Treffen mit der Bundesregierung

Einen Tag später empfing Wirtschaftsminister Rainer Brüderle (FDP) den neuen Opel-Europachef Nick Reilly und GM-Verhandlungsführer John Smith. Bei diesem Treffen machte Brüderle deutlich, dass GM vorerst nicht mit finanziellen Hilfen für die Restrukturierung von Opel rechne könne. "Ich habe meine Erwartung ausgedrückt, dass General Motors grundsätzlich die Finanzierung selbst ausübt", sagte der Wirtschaftsminister nach dem Treffen.

Sanierungsplan bis Ende Dezember

Bislang wird nur spekuliert, wie GM Opel sanieren will. Angeblich sollen 10.000 der insgesamt 50.000 Arbeitsplätze in Europa gestrichen und ein Werk in Antwerpen geschlossen werden. In den nächsten Wochen wird GM weiter an dem Sanierungskonzept arbeiten und dieses dann bis Ende Dezember den betroffenen Ländern in Europa präsentieren.
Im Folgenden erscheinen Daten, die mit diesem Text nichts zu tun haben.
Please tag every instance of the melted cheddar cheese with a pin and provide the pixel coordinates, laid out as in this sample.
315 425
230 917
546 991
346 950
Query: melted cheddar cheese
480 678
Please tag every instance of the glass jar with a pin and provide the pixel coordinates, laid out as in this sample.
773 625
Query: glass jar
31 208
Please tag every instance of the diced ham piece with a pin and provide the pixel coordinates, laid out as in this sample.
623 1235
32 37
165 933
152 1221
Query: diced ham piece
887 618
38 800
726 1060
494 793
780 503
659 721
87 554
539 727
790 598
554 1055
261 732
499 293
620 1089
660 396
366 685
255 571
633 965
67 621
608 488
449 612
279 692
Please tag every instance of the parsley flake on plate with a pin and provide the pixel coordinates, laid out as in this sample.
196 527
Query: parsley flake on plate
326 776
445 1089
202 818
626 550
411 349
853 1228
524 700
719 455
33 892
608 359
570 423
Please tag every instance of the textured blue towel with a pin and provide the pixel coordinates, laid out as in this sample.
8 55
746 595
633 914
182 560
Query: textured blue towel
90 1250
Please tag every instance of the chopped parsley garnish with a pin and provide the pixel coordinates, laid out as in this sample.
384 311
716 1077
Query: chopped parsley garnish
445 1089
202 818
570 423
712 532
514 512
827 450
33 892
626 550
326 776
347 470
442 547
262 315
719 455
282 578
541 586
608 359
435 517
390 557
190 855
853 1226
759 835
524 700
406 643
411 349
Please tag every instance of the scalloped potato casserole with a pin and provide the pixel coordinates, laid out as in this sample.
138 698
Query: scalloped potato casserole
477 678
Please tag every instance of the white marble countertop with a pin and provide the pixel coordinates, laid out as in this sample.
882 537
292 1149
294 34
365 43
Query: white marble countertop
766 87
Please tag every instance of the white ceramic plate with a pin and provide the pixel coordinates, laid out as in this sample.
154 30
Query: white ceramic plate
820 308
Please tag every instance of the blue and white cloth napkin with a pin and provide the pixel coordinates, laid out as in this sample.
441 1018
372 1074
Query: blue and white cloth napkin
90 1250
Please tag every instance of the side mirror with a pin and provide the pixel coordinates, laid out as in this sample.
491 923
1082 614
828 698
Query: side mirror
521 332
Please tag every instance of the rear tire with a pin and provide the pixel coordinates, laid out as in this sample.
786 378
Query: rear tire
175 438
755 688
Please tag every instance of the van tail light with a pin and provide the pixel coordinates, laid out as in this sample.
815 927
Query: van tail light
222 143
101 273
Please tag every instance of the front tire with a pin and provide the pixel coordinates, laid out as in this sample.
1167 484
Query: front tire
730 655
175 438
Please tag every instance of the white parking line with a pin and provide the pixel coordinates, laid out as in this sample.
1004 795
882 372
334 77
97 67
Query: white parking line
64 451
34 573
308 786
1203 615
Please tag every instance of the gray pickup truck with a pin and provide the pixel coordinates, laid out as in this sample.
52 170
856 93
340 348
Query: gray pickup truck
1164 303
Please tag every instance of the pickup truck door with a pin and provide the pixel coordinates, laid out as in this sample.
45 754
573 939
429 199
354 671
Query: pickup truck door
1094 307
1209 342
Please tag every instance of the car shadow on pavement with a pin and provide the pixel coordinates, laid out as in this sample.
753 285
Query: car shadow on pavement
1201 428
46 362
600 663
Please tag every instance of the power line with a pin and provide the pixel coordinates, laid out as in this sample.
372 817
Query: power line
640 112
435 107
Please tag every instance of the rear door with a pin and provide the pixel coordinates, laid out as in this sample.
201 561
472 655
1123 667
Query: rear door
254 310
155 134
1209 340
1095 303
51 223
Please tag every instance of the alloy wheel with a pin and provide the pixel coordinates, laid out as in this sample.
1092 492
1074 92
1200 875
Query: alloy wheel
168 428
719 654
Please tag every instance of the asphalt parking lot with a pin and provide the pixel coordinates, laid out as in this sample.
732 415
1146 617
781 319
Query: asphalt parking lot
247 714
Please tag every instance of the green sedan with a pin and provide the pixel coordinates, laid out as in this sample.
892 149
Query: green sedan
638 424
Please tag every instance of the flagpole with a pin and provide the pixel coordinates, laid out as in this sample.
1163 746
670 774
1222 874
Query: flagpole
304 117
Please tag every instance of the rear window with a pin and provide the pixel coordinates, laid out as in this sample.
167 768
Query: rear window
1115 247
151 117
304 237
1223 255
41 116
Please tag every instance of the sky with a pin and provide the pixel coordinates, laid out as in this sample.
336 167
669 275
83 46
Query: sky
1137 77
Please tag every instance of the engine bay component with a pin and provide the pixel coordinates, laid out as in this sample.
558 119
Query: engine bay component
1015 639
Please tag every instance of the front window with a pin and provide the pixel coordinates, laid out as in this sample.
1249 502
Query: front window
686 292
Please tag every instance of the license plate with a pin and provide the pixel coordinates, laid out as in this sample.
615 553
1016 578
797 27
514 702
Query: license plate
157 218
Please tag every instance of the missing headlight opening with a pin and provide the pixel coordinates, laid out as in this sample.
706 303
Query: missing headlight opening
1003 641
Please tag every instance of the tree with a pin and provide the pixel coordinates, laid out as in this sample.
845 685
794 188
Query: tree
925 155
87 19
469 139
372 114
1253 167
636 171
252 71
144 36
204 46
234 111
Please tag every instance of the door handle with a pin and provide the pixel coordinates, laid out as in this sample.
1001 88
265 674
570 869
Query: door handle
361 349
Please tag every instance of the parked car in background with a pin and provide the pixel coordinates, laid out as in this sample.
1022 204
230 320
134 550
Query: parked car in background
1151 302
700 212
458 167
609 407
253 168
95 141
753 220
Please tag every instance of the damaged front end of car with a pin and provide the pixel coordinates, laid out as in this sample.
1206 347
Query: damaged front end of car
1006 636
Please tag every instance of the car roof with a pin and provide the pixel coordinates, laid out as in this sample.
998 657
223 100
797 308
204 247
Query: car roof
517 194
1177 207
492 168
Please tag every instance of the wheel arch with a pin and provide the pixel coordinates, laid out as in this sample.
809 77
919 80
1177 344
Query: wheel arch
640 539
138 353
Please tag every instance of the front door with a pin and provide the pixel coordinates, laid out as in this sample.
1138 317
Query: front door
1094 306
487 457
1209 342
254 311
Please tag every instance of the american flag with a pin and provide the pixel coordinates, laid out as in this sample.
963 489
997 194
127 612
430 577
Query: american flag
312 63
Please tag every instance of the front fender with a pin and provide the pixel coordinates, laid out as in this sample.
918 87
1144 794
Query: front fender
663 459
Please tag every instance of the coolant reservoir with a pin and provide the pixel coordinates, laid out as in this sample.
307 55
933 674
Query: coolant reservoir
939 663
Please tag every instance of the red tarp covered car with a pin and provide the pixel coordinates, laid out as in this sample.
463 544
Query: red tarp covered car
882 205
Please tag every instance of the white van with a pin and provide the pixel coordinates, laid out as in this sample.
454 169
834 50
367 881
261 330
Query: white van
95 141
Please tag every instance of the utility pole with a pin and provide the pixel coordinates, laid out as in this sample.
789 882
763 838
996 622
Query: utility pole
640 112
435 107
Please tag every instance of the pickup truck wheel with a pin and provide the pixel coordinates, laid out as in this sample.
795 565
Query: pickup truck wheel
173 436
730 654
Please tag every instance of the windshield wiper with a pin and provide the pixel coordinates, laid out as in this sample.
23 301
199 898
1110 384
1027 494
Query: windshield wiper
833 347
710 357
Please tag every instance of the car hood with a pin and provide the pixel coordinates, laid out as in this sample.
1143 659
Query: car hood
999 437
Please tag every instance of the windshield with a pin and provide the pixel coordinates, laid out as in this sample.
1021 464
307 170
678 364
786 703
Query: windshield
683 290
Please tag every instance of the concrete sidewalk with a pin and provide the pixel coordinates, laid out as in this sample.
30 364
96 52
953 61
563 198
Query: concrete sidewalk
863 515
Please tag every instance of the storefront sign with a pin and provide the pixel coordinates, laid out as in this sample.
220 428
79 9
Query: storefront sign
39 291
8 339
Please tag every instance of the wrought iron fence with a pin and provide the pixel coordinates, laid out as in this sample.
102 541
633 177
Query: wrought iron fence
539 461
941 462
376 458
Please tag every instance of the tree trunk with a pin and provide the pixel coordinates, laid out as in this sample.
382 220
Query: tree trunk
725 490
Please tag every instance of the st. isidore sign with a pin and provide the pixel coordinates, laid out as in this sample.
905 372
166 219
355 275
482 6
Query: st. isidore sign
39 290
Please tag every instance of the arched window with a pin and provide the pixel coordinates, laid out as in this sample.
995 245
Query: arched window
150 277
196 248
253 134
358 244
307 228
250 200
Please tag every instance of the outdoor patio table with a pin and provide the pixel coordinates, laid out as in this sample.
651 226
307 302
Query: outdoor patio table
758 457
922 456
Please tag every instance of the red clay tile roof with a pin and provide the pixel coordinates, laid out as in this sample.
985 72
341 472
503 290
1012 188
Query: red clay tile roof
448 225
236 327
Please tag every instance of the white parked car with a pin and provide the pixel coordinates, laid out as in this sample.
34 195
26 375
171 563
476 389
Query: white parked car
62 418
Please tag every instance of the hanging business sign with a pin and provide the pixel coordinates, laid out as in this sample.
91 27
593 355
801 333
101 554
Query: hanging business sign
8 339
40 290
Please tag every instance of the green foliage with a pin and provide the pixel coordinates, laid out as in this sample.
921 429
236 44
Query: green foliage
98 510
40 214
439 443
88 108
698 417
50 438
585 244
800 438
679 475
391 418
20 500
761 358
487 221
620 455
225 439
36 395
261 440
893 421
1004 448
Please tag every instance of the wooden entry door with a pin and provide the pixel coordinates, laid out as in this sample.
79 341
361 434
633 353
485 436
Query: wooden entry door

Anregungen für Arbeitsaufträge

Die folgenden Arbeitsaufträge können als Anregungen für die unterrichtliche Weiterarbeit genutzt werden.

  • Erläutern Sie mit eigenen Worten, warum Opel nun doch nicht an Magna verkauft werden soll. Formulieren Sie einen entsprechenden Eintrag in Ihrem Blog bei lo-net² oder lo-kompakt.
  • Überlegen Sie, warum die GM-Entscheidung sowohl von vielen Politikern als auch von Opel-Angestellten und der Gewerkschaft IG Metall kritisiert wird.
  • Suchen Sie im Internet nach positiven Reaktionen/Stimmen und vergleichen Sie ihre Aussagegen mit denen der Kritiker. Stellen Sie die besten Zitate in einer Präsentation (alternativ: Webseite oder Blog) zusammen.
  • Erstellen Sie eine Online-Presseschau und zeichnen Sie mithilfe ausgewählter Zeitungsberichte den Ablauf der Ereignisse vom 4. November bis zum 12. November 2009 nach.
  • Recherchieren Sie weitergehend über die GM-Entscheidung. Wie stehen Sie dazu? Begründen Sie Ihre eigene Position und diskutieren Sie Pro und Kontra im Forum Ihrer Klasse bei lo-net² oder lo-kompakt.